The upside in non-yielding Gold may be capped as surging oil and gas prices rekindle inflation fears, prompting traders to push back expectations for Federal Reserve (Fed) rate cuts. Meanwhile, the US 10-year Treasury yield rose for a fourth straight session, climbing to 4.11% as markets assessed developments in the Iran conflict, tariff updates, and incoming economic data.

Gold rises to near $5,200 as bullish bias prevails

Gold price (XAU/USD) is trading around $5,190 at the time of writing. The technical analysis of the daily chart suggests a bullish bias as the metal price remains within the ascending channel pattern.

Additionally, the near-term bias is mildly bullish as the Gold price holds above the rising 50-day Exponential Moving Average (EMA) and consolidates after reclaiming the short-term nine-day EMA, which now tracks just below the market. Momentum remains positive but not overstretched, with the 14-day Relative Strength Index (RSI) hovering in the mid-50s, indicating steady buying pressure rather than exuberant strength and keeping scope for further upside while this structure persists.

The XAU/USD pair may explore the region around the upper boundary of the ascending channel at $5,470, followed by the all-time high of $5,598, reached on January 29. On the downside, the immediate support lies at the nine-day EMA of $5,163, followed by the lower boundary of the channel at $5,070. A break below the channel would expose the 50-day EMA at $4,874.

(The technical analysis of this story was written with the help of an AI tool.)

XAU/USD: Daily Chart

US Dollar FAQs

The US Dollar (USD) is the official currency of the United States of America, and the ‘de facto’ currency of a significant number of other countries where it is found in circulation alongside local notes. It is the most heavily traded currency in the world, accounting for over 88% of all global foreign exchange turnover, or an average of $6.6 trillion in transactions per day, according to data from 2022. Following the second world war, the USD took over from the British Pound as the world’s reserve currency. For most of its history, the US Dollar was backed by Gold, until the Bretton Woods Agreement in 1971 when the Gold Standard went away.

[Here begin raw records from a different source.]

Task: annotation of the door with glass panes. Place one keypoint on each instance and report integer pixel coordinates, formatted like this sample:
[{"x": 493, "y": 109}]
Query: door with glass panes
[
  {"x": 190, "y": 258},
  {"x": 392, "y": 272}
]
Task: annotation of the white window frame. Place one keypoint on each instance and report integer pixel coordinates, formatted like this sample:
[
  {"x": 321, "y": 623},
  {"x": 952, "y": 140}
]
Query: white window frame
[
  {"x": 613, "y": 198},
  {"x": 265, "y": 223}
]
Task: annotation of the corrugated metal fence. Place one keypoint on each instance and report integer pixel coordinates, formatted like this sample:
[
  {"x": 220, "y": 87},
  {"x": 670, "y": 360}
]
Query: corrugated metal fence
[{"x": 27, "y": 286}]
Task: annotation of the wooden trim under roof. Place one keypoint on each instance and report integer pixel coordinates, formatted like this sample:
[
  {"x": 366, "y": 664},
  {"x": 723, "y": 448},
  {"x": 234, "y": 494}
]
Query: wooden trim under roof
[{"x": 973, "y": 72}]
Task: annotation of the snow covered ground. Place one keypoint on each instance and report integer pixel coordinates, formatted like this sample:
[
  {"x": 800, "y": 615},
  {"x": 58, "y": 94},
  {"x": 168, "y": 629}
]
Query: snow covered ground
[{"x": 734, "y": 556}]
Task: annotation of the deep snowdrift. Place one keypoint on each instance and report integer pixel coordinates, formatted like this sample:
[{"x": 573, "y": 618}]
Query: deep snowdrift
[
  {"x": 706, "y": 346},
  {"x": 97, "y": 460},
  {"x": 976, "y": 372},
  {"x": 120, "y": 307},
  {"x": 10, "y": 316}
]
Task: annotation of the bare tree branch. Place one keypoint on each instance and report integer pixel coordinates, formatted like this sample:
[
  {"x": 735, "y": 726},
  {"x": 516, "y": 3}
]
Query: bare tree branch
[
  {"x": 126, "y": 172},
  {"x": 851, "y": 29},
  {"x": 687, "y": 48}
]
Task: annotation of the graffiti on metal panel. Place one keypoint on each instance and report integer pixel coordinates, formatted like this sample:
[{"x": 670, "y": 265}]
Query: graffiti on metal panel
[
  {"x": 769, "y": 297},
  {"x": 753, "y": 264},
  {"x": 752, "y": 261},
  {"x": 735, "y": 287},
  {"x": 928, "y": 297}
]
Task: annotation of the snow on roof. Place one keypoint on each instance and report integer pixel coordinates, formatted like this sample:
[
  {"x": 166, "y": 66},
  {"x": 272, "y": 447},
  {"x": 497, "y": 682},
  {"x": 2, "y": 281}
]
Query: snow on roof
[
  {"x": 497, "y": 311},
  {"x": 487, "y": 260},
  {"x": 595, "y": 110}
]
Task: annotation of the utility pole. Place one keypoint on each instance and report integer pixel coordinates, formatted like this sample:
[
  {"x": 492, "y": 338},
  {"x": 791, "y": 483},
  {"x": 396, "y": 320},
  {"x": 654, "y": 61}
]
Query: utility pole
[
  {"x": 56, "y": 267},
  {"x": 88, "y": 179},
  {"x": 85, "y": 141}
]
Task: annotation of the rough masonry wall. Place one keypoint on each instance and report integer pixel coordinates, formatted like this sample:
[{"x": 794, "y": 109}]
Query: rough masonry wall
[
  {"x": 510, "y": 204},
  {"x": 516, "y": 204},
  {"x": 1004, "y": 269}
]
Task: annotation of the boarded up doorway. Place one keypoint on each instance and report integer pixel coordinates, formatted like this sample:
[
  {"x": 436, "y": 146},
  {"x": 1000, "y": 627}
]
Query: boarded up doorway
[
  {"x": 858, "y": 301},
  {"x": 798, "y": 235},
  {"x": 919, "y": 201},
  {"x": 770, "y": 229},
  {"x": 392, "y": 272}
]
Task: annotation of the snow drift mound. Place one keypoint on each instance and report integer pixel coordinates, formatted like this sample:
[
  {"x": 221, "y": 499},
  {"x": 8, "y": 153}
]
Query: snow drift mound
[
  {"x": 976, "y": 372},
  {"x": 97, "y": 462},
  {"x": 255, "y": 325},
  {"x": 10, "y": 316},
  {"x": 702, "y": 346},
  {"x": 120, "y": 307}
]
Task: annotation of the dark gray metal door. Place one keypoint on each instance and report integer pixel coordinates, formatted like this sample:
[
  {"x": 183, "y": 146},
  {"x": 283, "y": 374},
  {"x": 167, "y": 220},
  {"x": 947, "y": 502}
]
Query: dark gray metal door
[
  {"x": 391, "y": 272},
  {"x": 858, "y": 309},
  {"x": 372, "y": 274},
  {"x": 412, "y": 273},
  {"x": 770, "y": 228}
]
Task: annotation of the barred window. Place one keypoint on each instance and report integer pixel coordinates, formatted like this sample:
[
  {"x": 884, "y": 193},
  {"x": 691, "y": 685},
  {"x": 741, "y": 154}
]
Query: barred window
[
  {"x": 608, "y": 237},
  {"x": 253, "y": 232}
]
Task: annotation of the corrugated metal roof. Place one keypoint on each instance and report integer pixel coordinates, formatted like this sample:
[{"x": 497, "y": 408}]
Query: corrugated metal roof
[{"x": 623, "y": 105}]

The most important single factor impacting on the value of the US Dollar is monetary policy, which is shaped by the Federal Reserve (Fed). The Fed has two mandates: to achieve price stability (control inflation) and foster full employment. Its primary tool to achieve these two goals is by adjusting interest rates. When prices are rising too quickly and inflation is above the Fed’s 2% target, the Fed will raise rates, which helps the USD value. When inflation falls below 2% or the Unemployment Rate is too high, the Fed may lower interest rates, which weighs on the Greenback.

In extreme situations, the Federal Reserve can also print more Dollars and enact quantitative easing (QE). QE is the process by which the Fed substantially increases the flow of credit in a stuck financial system. It is a non-standard policy measure used when credit has dried up because banks will not lend to each other (out of the fear of counterparty default). It is a last resort when simply lowering interest rates is unlikely to achieve the necessary result. It was the Fed’s weapon of choice to combat the credit crunch that occurred during the Great Financial Crisis in 2008. It involves the Fed printing more Dollars and using them to buy US government bonds predominantly from financial institutions. QE usually leads to a weaker US Dollar.

Quantitative tightening (QT) is the reverse process whereby the Federal Reserve stops buying bonds from financial institutions and does not reinvest the principal from the bonds it holds maturing in new purchases. It is usually positive for the US Dollar.